THE REGULARISATION OF THE MEDICINAL PRODUCT AGAINST COVID-19: Is generic medicine possible? Will the vaccine be available for all?

Industrial Property

Ownership is recognised in our legal system as a fundamental right. Intellectual property arises in two ways: on the one hand, to recognise the sphere of control over creations and inventions and, on the other hand, to promote artistic and industrial development through the legal incentive for their economic exploitation and defence against third parties.

However, Article 90 of Law 24/2015 of 24 June 1968 on Patents (‘the Law on Patents’), with the ultimate aim of ensuring that such industrial development takes place in the interests of society as a whole, requires the proprietor of a patent to operate a patent in such a way that it is sufficient to supply the market.

 

How does this affect the health emergency caused by SARS-CoV-2?

As a result of the global pandemic, caused by the SARS-CoV-2 virus (also known as ‘coronavirus’ or ‘Covid-19’), States and private companies around the globe have joined the race for the discovery and patent of the medication to combat this disease. In this context, the reality is that only 30 % of these investigations are financed by public funds, compared with 70 % of private investment1. This leads to the following conclusions:

  • The legal incentive for economic exploitation and defence is effective for the development of industry, science and R & D & I.

  • Faced with high demand, once the medication is discovered, there is a risk of abuse of the patent by its owner, for exemple by charging exorbitant prices, among other possible anti-competitive practices.

This balance of interests between the public and private spheres means that, on the one hand, the mass declaration of a compulsory license without restriction would lead to a disincentive in the investigation; on the other hand, failing to intervene the patent at the relevant time, by the públic administration, could jeopardise equal access to the vaccine or the Coronavirus medication, afforable for the population.

 

What is the solution of the Law on Patents in order to overcome this balance of interests?

Article 91 of the Law on Patents lists the five possible grounds on which a compulsory licence may be granted, that is to say: Liberalise a patent or turning a patented medication into a generic medicine before that pharmaceutical patent expires. Of all these, from MES Advocats, we believe that the most in line with the current situation is that which is based on reasons of public interest.

A compulsory license for reasons of public interest (Article 95 of the Law on Patents) is granted by the approval of a Royal Decree aimed at regularising the grant of licences in respect of a particular pharmaceutical patent. The merits of this system are:

  • It is faster than the rest of the scenarios;

  • It is applicable not only to a patent, but also to the application for a patent (i.e., even if not yet granted);

  • May, where appropriate, cover a supplementary protection certificate relating to an existing patent (that is to say, where a previously patented medication is found to be effective in combating the coronavirus and that new use is patented); and

  • It serves to regulate the conditions for granting the patent, the scope, the fee payable and the duration of the license, among others.

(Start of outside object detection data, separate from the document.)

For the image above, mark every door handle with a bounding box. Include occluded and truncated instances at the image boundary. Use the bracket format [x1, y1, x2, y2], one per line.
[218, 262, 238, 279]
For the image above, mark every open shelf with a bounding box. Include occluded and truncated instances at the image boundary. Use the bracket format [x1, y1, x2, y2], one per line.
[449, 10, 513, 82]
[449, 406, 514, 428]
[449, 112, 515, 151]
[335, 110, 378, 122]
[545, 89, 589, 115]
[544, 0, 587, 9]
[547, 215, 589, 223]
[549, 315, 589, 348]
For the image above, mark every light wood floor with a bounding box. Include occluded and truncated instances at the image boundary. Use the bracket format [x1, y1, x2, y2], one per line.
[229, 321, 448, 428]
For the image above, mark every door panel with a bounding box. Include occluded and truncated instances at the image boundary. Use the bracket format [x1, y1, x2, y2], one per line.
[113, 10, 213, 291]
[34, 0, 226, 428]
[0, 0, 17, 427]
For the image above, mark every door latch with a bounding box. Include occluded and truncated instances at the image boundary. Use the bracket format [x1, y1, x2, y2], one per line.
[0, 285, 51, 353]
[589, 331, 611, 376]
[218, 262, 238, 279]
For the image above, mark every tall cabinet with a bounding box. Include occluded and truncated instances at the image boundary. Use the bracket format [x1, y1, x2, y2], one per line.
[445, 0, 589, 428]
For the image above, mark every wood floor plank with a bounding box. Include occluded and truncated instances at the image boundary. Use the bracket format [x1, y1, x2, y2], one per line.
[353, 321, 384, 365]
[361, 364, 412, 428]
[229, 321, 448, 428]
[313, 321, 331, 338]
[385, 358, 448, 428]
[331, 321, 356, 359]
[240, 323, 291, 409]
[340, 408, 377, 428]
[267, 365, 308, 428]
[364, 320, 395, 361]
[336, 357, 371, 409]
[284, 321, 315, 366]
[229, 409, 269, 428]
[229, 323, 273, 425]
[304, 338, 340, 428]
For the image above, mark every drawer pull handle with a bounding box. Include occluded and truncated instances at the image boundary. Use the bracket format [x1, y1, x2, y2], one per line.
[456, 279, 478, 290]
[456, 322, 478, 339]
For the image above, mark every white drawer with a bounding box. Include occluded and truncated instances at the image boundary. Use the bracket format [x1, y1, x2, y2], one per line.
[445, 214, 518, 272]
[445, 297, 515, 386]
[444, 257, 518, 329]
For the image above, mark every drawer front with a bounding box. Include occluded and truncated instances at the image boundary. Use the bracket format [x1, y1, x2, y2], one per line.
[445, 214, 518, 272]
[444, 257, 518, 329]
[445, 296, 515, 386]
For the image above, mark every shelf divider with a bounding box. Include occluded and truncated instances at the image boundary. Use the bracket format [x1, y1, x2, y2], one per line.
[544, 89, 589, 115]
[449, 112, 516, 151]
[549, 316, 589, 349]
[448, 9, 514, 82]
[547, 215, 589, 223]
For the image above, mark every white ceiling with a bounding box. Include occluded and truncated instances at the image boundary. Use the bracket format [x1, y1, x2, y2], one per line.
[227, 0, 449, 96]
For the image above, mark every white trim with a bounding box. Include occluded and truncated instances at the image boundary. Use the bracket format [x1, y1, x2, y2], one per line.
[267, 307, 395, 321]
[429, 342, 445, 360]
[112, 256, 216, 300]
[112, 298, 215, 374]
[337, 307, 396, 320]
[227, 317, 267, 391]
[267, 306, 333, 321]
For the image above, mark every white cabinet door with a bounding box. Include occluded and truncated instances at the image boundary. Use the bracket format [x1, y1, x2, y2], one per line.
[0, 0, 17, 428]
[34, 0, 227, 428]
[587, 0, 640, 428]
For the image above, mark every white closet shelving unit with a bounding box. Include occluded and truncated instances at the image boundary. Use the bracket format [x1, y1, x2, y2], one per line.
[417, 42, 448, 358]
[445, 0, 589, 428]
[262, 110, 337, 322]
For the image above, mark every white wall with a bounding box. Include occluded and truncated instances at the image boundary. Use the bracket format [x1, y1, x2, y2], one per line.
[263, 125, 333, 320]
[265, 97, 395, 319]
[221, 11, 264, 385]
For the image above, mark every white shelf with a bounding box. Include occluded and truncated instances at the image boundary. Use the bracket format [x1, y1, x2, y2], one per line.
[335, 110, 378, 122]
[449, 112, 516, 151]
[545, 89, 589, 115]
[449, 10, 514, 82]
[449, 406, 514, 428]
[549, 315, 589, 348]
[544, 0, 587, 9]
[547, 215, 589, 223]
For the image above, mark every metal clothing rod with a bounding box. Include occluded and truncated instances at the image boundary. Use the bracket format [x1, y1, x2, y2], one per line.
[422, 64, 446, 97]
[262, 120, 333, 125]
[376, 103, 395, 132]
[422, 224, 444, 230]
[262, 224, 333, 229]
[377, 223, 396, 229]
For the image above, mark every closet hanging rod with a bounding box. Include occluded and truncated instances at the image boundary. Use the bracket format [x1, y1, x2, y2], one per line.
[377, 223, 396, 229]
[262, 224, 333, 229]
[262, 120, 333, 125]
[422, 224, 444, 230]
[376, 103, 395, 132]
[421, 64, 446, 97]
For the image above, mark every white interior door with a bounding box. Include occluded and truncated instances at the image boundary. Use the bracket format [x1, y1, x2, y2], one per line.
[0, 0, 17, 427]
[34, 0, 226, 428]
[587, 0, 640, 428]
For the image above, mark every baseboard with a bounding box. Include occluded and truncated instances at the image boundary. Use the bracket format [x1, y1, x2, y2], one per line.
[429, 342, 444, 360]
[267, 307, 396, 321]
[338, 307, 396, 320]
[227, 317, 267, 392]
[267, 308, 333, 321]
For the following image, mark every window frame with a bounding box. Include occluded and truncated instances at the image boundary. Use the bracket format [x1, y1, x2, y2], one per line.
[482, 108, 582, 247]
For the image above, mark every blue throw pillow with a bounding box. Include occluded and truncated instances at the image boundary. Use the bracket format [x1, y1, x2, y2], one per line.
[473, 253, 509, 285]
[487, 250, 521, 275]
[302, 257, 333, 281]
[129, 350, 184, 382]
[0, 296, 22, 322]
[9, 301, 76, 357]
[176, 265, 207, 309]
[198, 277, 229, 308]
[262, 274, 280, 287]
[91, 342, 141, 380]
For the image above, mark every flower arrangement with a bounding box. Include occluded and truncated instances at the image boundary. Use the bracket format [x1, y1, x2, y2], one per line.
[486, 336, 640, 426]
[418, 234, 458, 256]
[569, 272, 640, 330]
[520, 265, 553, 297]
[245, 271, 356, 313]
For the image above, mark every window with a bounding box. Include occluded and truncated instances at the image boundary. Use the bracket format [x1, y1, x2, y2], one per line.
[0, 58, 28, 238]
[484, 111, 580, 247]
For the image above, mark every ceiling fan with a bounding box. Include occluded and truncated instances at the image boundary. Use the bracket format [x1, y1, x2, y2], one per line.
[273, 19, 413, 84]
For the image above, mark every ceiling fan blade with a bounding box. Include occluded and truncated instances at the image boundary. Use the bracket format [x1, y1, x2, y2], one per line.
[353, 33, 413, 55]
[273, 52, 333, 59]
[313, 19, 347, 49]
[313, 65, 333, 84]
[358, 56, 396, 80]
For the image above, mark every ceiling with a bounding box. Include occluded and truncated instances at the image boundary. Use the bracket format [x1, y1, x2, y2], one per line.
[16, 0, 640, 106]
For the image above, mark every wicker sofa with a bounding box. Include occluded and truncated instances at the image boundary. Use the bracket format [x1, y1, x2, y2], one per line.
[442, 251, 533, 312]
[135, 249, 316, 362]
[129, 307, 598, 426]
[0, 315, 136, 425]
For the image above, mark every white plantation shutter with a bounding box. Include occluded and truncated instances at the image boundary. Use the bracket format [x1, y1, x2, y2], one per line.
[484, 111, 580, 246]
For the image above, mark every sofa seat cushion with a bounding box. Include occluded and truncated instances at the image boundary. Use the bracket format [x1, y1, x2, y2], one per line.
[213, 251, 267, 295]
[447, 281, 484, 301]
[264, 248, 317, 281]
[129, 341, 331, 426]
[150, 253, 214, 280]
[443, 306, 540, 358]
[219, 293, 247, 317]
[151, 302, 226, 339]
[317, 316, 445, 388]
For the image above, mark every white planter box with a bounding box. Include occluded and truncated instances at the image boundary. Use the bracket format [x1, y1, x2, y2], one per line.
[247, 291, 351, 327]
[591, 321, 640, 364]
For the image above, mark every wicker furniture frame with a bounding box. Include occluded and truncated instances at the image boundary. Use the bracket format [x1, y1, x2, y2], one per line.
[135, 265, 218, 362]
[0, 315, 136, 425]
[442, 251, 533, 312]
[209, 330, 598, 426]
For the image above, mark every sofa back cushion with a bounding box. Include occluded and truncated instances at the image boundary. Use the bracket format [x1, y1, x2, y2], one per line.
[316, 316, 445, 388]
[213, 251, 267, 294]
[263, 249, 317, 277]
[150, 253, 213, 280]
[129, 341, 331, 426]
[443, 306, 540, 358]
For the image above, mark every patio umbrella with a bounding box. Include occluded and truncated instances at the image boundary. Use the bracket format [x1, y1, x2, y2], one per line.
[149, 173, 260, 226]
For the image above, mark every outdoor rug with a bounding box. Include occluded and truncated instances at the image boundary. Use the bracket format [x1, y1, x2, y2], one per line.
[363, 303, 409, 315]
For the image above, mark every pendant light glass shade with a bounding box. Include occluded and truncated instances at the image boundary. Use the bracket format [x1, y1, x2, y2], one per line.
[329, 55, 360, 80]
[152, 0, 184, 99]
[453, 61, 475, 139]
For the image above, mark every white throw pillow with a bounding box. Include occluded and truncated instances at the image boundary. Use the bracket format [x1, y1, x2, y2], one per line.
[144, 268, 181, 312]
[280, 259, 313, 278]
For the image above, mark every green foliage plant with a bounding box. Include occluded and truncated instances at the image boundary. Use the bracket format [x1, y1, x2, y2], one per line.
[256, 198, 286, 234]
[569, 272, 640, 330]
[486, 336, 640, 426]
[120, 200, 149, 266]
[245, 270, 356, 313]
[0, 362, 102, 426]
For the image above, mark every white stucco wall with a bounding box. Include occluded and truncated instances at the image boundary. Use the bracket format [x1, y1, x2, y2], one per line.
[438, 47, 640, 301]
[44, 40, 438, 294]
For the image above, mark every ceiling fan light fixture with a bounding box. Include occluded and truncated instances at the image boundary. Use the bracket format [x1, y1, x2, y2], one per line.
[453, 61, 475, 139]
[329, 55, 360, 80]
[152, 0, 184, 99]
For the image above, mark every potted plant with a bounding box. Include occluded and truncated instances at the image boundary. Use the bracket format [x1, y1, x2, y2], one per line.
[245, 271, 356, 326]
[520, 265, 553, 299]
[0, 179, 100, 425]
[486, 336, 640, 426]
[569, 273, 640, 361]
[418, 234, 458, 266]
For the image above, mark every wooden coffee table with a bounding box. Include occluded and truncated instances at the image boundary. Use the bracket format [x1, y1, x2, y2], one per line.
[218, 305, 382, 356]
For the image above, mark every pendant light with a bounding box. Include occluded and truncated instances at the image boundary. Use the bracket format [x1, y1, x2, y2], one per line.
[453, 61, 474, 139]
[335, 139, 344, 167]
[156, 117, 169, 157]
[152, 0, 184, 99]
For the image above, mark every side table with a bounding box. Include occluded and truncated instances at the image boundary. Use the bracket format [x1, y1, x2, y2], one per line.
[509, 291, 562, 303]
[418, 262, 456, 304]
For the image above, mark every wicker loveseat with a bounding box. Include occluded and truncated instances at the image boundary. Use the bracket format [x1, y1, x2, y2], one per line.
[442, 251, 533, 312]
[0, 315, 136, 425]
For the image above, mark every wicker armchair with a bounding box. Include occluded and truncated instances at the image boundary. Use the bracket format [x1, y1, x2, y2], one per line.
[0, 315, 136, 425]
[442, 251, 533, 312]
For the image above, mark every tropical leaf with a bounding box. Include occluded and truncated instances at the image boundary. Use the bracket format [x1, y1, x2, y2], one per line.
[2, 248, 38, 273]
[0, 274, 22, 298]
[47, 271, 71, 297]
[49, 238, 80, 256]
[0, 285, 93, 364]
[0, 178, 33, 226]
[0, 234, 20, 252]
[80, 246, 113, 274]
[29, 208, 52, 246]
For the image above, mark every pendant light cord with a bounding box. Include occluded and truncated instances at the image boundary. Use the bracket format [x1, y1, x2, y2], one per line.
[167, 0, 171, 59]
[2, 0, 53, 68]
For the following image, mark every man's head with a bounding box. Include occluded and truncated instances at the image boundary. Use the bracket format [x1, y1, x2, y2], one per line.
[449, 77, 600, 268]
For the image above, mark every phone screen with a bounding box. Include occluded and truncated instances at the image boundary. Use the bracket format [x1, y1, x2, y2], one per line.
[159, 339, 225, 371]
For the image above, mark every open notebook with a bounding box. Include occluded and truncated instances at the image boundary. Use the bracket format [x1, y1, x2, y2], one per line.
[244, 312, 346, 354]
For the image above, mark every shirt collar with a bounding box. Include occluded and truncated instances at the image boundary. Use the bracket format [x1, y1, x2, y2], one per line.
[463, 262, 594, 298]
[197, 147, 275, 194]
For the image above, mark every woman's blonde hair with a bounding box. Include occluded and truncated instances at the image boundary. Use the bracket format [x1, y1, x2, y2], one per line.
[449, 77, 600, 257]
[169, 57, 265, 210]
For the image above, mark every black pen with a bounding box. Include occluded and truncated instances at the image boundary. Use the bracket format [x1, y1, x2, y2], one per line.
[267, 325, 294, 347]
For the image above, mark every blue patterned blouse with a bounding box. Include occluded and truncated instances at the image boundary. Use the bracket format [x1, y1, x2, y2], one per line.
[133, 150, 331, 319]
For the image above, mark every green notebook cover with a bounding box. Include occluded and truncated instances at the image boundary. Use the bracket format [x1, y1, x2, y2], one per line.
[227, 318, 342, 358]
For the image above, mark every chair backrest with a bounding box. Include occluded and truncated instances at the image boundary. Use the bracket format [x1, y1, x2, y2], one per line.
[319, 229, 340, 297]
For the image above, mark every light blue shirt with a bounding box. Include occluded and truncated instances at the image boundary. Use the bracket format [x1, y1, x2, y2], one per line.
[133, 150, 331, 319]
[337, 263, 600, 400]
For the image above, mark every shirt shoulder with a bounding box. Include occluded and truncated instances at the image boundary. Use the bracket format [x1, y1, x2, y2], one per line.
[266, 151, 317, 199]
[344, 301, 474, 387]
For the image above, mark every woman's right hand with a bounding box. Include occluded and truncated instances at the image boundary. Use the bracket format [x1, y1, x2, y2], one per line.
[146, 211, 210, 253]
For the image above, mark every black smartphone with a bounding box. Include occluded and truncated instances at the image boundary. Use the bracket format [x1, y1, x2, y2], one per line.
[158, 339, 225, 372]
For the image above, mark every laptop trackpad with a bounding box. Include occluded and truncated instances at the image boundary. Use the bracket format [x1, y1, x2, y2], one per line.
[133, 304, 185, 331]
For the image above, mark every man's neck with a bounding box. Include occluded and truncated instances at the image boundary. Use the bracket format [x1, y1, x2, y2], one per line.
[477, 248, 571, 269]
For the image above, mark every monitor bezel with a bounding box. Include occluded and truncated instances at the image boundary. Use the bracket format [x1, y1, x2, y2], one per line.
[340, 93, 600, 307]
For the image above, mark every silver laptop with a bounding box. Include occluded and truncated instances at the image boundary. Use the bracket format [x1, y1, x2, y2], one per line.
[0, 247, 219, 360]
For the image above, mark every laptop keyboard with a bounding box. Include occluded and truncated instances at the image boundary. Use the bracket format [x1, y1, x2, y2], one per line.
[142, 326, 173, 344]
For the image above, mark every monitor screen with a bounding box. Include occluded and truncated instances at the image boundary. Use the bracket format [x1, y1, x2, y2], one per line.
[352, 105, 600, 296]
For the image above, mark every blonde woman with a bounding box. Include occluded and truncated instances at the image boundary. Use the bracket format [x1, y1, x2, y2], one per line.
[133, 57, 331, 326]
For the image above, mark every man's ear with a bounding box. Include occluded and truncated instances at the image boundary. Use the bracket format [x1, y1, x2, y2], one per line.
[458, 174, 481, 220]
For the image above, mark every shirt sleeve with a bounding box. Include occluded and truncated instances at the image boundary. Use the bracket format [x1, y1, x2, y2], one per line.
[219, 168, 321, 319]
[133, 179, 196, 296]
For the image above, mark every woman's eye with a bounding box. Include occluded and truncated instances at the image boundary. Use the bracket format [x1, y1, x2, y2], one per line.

In particular, the latter characteristic of compulsory licenses for reasons of public interest is the key to combating the deterrence of private undertakings, as a result of the legal certainty that this solution offers in comparison with the other types of compulsory licences.

 

Will the Royal Decree liberalise the patent of the coronavirus?

Since the start of the crisis caused by Covid-19, the Government has amended Organic Law 3/1986 on Special Measures in Public Health Matters, so that the executive administration is now empowered to implement a centralised supply of medicinal products and medical devices; Royal Legislative Decree 1/2015 amending the Law on guarantees and rational use of medicines and health products to enable the government to regulate the pricing mechanism for medicinal products and medical devices not subject to medical prescription and, in addition, to set the maximum amount for retail prices; and has issued Order SND/276/2020 laying down obligations to supply information, supply and manufacture of certain medications in the health crisis caused by the Covid-19; along with other measures.

All these preliminary steps lead us to believe that, if necessary, a compulsory patent may be triggered on public health grounds which ensures the same supply of the medication, under economically reasonable conditions, to the entire population.

However, as of today, there is no example of a compulsory licence in Spain, as all petitions have so far been refused or archived. However, we find the case of Israel, which on 19 March saw the mandatory licensing of Kaletra, an HIV medication which is currently used, along with other treatments, to treat patients infected with the coronavirus.